Thursday, February 24, 2011

Chocolate's Real Meaning

Director Lasse Hallstrom’s film Chocolat is filled with metaphor. The largest metaphor that Hallstrom gives is chocolate. It is a metaphor for freedom and happiness. The people in the town that give in to their primeval desire to indulge in chocolate are happy and these people are not held down by the strict codes of society. There is a drawback though. The town is controlled by a man that lives a strict pious life. He publically shuns the people that eat chocolate and denounces the chocolatier during Sunday Chapel. The characters in the movie constantly have changing opinions of chocolate, but while characters like chocolate they are consistently happier and live life in an opener way.

At the start of the film, Vianne and Anouk walk into a seemingly abandoned, small French town.
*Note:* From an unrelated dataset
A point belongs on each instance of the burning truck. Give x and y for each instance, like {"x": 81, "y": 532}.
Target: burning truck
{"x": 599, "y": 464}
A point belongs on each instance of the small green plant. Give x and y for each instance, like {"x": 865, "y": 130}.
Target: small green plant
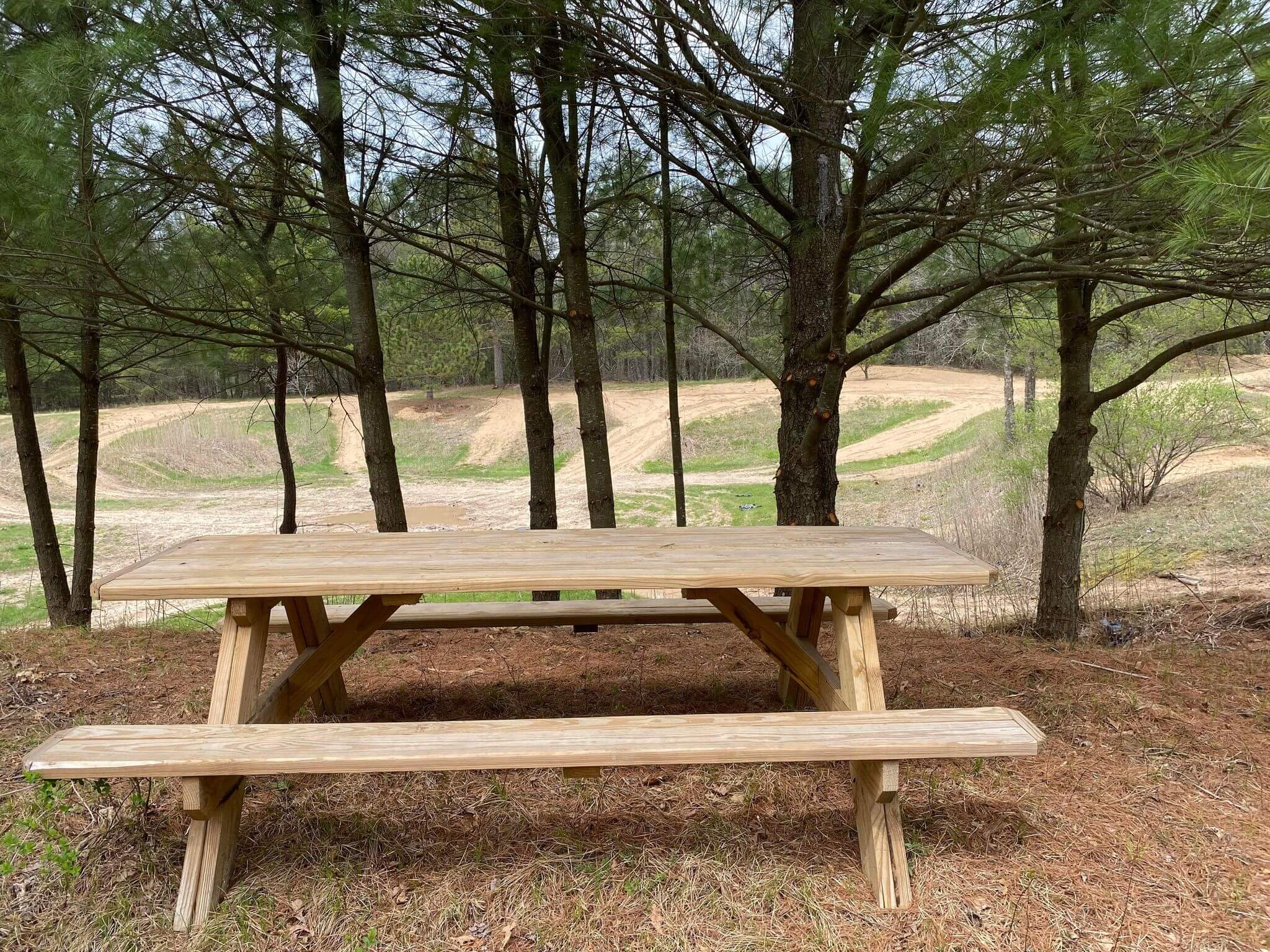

The town is small, but it is in no way deserted. All of the townsfolk are attending mass at the local church. The patisserie that they rent is owned by one of the few people in the town that does not attend church. Armande and Vianne meeting is the key element involved in the metamorphosis of the town. The entire town, sparing Armande and Vianne, live pious lifestyles with strict moral and ethical standards. They separate paths while Vianne secretly renovates the patisserie into a chocolatier. Her store immediately causes a ruckus in the town. People do not know how to respond to a chocolatier opening during the Lenten season. Most people shun the shop, but overtime the pious attitude of the village erodes. People begin to forget their Lenten vows and eat chocolate. This group of people forgets the strict rules of society and grows happier. Chocolate is not happiness to these villagers, but it is an escape from the limits that the church places on them.

As the film progresses, a woman named Josephine runs away from her abusive husband Paul. She does not know where to go, but knows that Vianne is welcome and open to everyone. Vianne gives Josephine a new job and life that revolves around chocolate. This resurrection is not freedom from the church, but it is freedom from her abusive husband. Vianne and Josephine continue to live in and manage the shop together. After some amount of time progresses, Josephine’s old husband comes to her and tells her that he is a changed man. She refuses to leave with him. Chocolate has brought a new happiness to Josephine. It gave her a rebirth. It fixed her stuttering behavior. It destroyed her kleptomaniac personality.

Vianne helps another character regain happiness through chocolate also. Armande is initially an angry old woman that is upset with her life. She is not allowed to see her grandson and does not speak to her daughter. Armande visits the shop to collect rent from Vianne and has a cup of hot chocolate. She immediately starts to change. She is still unhappy with her life, but Vianne’s chocolate starts to bring her happiness. When Vianne learns of Armande’s problem with her grandson and daughter, Vianne immediately attempts to fix it. She brings Luc, Armande’s grandson, to the chocolatier to supposedly draw her portrait, but she actually set Armande and Luc up to connect. They quickly develop a relationship and spend time together at the chocolatier in secret. Caroline, Luc’s mother, eventually learns about these meetings and brings them to a halt. During Caroline’s experience at the chocolatier, Vianne learns of Armande’s diabetes along with other problems. Armande continues to go to the chocolatier because it is one of the few things that make her happy. She dies the night of her final birthday from diabetes. Chocolate may have been the reason that she died, but it also brought her a joy that she had never experienced.

Vianne helps a river rat named Roux also. He is accustomed to being shunned in towns and villages because he is a river rat, but Vianne accepts him as well all the people that came with him. She actually falls in love with him. At Armande’s birthday, Vianne merged the part of the town that indulged in chocolate and Roux’s people. She brings them together to celebrate and to indulge in chocolate. The two groups of people see that there are not that many differences between one and another. Chocolate brought peace to these people.

Through the film, chocolate is looked at as a terrible thing by many people of stature, but the people that fed their indulgence saw that it is not a terrible thing, but a great thing. Chocolate did not hurt the town, but it brought happiness and new ways of life to people.